Business Unit: Discovery Central Services Function: Information Security Date: 20 Mar 2025 Discovery - Information Governance and Security Information Governance Officer About Discovery Discoverys core purpose is to make people healthier and to enhance and protect their lives. We seek out and invest in exceptional individuals who understand and support our core purpose, and whose own values align with those of Discovery. Our fast-paced and dynamic environment enables smart, self-driven people to be their best. As global thought leaders, Discovery is passionate about innovating in order to not only achieve financial success, but to ignite positive and meaningful change within our society. About (Information Governance and Security) The Information Governance and Security function within the Discovery Group aims to provide assurance that the organisations information assets are adequately protected against threats on a continual basis. This is achieved by finding the right balance of information security and business freedom. Key Purpose The Information Governance Officer (IGO) supports the Group Chief Information Security Officer (CISO) through the Deputy CISO, with all IT governance and control related functions. Responsible for ensuring that the appropriate policies, procedures, standards, RACI charts and practices for conformance with the respective governance frameworks and mandatory legislation and regulations, are in place as defined. Work closely with information technology, privacy and security personnel to establish and conduct oversight on approach to the use of information and associated technologies. Areas of responsibility may include but not limited

• Establish and assist in the development of appropriate policies, procedures and practices in relation to IT, Privacy and Security governance and planning functions;

• Ensure and monitor the effective implementation of and drive awareness for policies, procedures and standards;

• Manage day-to-day activities - maintaining policies, standards, procedures, training and communication regarding Information Governance;

• In conjunction with Group Legal and Group Compliance, assist in the identification of applicable laws and regulations and assist with the implementation of actions to ensure compliance;

• Exhibit knowledge of governance, legal, compliance and auditing frameworks and apply that in reviewing the quality of existing and new documentation;

• Recognise and identify potential areas where existing policies, standards and procedures require change;

• Support additional internal and external compliance activities as part of the Information Governance and Security department;

• Support key stakeholders and management with governance planning, reporting, advice

Personal Attributes and Skills

• Strong negotiation skills

• Excellent knowledge of Risk, Legal and technology environments

• The ability to articulate security in non-technical business impact terms

• Excellent written and oral presentation skills, ability to lead discussions

• Business Writing Skills, Presentation and Facilitation Skills

• Customer Service Orientation, Result Orientation, Negotiation skills

• Personal organisation and time management skills

• Professional Communication (written, verbal/presenting and listening)
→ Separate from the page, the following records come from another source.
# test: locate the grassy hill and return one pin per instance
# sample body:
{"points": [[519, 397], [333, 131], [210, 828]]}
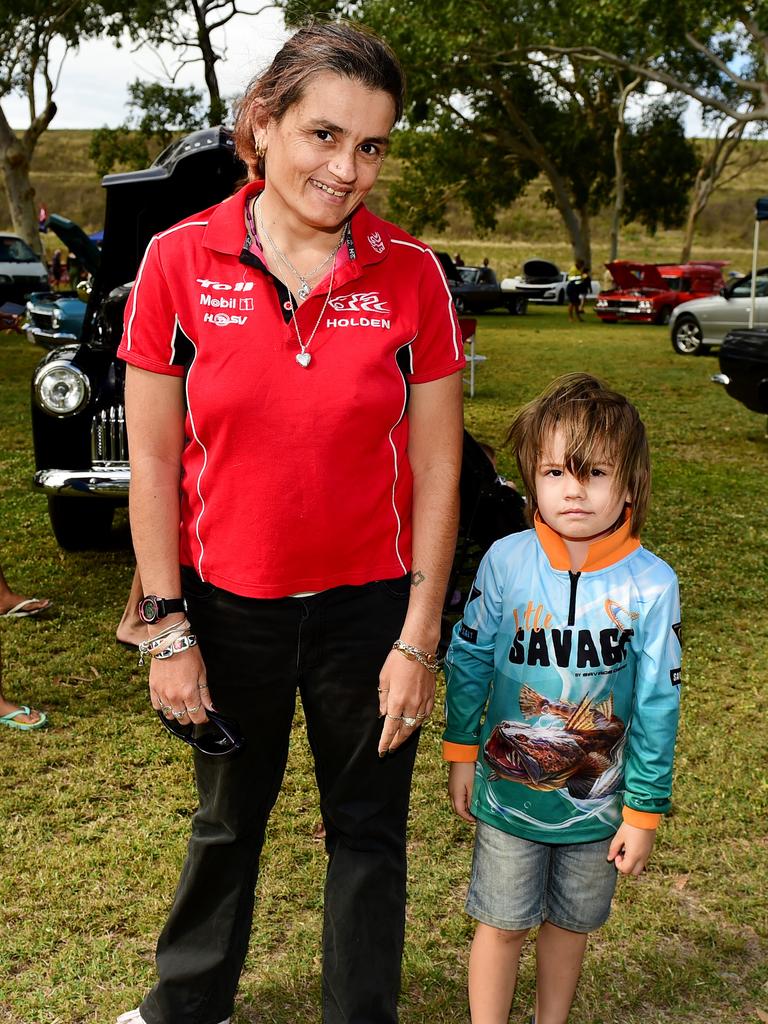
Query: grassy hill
{"points": [[67, 181]]}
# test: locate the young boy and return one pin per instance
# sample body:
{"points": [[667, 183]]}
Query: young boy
{"points": [[570, 646]]}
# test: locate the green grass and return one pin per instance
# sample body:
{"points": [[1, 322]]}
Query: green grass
{"points": [[94, 810]]}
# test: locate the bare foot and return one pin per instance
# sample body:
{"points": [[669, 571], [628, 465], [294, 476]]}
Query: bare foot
{"points": [[10, 600], [6, 708]]}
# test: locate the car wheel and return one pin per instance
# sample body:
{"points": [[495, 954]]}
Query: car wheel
{"points": [[686, 336], [80, 523]]}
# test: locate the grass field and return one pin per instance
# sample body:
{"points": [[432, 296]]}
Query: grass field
{"points": [[94, 810]]}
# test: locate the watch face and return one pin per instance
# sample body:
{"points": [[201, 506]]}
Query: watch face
{"points": [[147, 609]]}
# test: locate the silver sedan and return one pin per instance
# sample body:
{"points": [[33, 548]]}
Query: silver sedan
{"points": [[701, 323]]}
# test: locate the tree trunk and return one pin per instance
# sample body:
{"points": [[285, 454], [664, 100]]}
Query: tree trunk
{"points": [[216, 108], [615, 224], [702, 188], [577, 221], [708, 178], [15, 164]]}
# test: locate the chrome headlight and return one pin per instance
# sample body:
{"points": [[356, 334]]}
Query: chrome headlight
{"points": [[60, 389]]}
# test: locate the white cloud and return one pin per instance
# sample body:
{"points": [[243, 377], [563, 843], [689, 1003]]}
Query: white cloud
{"points": [[93, 84]]}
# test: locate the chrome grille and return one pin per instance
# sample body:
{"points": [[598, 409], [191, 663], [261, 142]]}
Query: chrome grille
{"points": [[109, 438]]}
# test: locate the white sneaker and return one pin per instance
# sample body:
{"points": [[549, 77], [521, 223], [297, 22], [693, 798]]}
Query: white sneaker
{"points": [[134, 1017]]}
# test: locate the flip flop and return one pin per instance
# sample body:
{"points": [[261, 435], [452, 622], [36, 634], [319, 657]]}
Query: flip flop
{"points": [[22, 610], [24, 710]]}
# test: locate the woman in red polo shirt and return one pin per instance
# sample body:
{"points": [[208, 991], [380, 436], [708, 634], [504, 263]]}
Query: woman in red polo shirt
{"points": [[294, 410]]}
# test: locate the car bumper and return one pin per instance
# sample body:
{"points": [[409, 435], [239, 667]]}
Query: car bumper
{"points": [[49, 339], [104, 481], [628, 314]]}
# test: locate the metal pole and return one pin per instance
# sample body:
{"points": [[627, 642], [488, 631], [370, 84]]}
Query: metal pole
{"points": [[753, 286]]}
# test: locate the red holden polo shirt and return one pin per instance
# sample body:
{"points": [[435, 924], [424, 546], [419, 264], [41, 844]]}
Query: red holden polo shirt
{"points": [[293, 478]]}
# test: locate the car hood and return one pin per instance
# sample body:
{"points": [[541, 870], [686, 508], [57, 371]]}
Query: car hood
{"points": [[77, 242], [637, 276], [541, 271]]}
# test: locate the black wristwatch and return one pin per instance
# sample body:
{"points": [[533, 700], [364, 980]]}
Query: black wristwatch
{"points": [[152, 608]]}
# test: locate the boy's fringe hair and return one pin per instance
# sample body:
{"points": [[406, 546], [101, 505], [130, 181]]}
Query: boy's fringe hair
{"points": [[597, 424]]}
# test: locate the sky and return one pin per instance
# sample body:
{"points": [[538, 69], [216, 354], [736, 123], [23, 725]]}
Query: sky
{"points": [[93, 82]]}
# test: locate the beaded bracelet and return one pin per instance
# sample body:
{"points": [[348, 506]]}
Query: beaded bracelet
{"points": [[430, 662]]}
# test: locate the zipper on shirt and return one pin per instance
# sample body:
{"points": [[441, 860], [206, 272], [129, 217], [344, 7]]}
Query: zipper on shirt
{"points": [[571, 603]]}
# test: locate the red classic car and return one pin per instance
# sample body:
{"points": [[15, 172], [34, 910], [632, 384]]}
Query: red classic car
{"points": [[646, 293]]}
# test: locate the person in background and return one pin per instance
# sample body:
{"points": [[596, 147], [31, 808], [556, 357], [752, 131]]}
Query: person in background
{"points": [[562, 698], [573, 289], [253, 426], [487, 275], [56, 268], [584, 289]]}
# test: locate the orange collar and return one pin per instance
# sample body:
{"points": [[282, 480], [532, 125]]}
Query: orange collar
{"points": [[600, 555]]}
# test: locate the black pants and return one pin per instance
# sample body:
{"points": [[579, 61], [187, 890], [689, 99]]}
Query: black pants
{"points": [[331, 647]]}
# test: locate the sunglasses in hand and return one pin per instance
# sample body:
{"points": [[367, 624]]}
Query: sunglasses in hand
{"points": [[216, 736]]}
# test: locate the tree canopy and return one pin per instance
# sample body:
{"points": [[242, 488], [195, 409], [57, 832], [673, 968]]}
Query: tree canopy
{"points": [[488, 112]]}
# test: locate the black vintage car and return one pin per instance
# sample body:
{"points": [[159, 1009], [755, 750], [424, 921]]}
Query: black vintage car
{"points": [[78, 418], [475, 289], [743, 368]]}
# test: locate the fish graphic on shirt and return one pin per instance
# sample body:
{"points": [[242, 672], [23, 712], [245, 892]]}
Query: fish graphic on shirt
{"points": [[570, 747]]}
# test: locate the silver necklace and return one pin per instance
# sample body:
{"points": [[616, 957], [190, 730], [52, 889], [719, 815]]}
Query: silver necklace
{"points": [[303, 357], [304, 286]]}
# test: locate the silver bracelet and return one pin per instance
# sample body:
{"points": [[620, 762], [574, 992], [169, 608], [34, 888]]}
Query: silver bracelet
{"points": [[430, 662], [161, 640], [177, 646]]}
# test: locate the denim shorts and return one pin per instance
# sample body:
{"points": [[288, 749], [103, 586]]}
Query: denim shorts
{"points": [[517, 884]]}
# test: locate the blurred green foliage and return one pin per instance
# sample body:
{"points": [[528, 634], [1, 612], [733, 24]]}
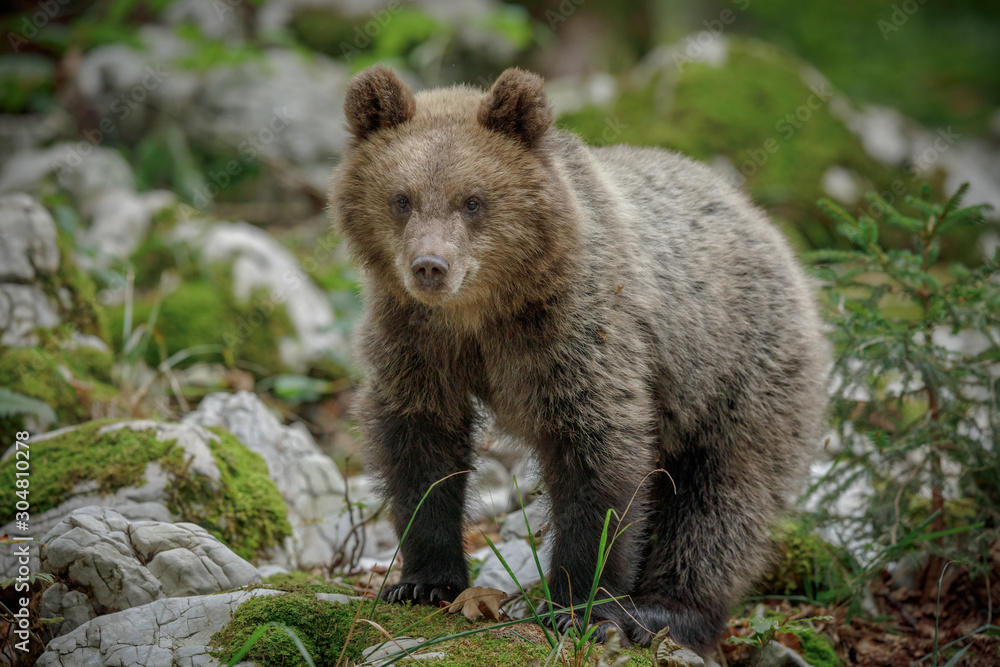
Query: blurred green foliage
{"points": [[914, 402]]}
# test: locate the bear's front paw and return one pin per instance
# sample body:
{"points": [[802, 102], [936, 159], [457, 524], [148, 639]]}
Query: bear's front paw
{"points": [[432, 594]]}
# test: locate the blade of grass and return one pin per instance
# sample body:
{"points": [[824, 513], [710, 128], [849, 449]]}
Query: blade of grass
{"points": [[259, 632]]}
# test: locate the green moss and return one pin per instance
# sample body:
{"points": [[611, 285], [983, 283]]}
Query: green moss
{"points": [[114, 460], [805, 565], [818, 651], [86, 315], [322, 627], [298, 581], [34, 372], [745, 111], [205, 312], [247, 512]]}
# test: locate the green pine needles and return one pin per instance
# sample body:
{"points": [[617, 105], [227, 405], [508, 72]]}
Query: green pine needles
{"points": [[914, 389]]}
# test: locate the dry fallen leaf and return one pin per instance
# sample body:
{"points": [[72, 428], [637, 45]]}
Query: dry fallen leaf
{"points": [[478, 601]]}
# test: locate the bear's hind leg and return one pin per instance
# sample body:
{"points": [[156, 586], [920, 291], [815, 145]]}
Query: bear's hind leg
{"points": [[706, 540]]}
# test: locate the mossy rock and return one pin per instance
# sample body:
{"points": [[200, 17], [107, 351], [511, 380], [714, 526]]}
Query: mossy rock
{"points": [[818, 650], [41, 373], [323, 627], [244, 510], [805, 565], [745, 110], [247, 513], [205, 312]]}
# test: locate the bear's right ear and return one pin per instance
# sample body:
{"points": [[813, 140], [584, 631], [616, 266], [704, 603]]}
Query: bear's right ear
{"points": [[516, 106], [377, 99]]}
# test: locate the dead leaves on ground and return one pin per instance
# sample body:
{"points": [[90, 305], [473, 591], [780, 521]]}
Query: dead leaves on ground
{"points": [[478, 602]]}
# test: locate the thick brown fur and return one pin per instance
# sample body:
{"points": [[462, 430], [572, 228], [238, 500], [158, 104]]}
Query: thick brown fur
{"points": [[620, 309]]}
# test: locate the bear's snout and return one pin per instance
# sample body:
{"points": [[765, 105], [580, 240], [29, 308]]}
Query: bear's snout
{"points": [[430, 271]]}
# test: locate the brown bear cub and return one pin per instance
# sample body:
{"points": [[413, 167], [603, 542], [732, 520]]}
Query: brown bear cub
{"points": [[621, 309]]}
• Interpersonal skills - Ability to build relationships with people from all different backgrounds and at different job levels

Qualifications & Experience

• Basic IT qualifications (A+, N+ or equivalent)

• proven experience

• Documentation and business writing skill

• Risk-related industry-standard qualifications such as CISA, CISM or CGEIT would be a strong recommendation.

• IT related Diploma / Degree

• NIST, COBIT, ISO2700X, and ITIL

• CRISC, CGEIT (understanding of or experience in)

• 5+ Years experience in information technology

• Working knowledge of and/or experience with Risk and compliance

• Working knowledge of applicable industry standards, legislations, etc

• Experience in compliance frameworks for Information Security, Compliance & IT Governance Standards: ISO27001, PCI-DSS, COBIT, King III/IV, NIST

• Strong risk assessment/audit capabilities with hands on experience in many technologies and platforms across a broad range of industries.

EMPLOYMENT EQUITY The Companys approved Employment Equity Plan and Targets will be considered as part of the recruitment process. As an Equal Opportunities employer, we actively encourage and welcome people with various disabilities to apply.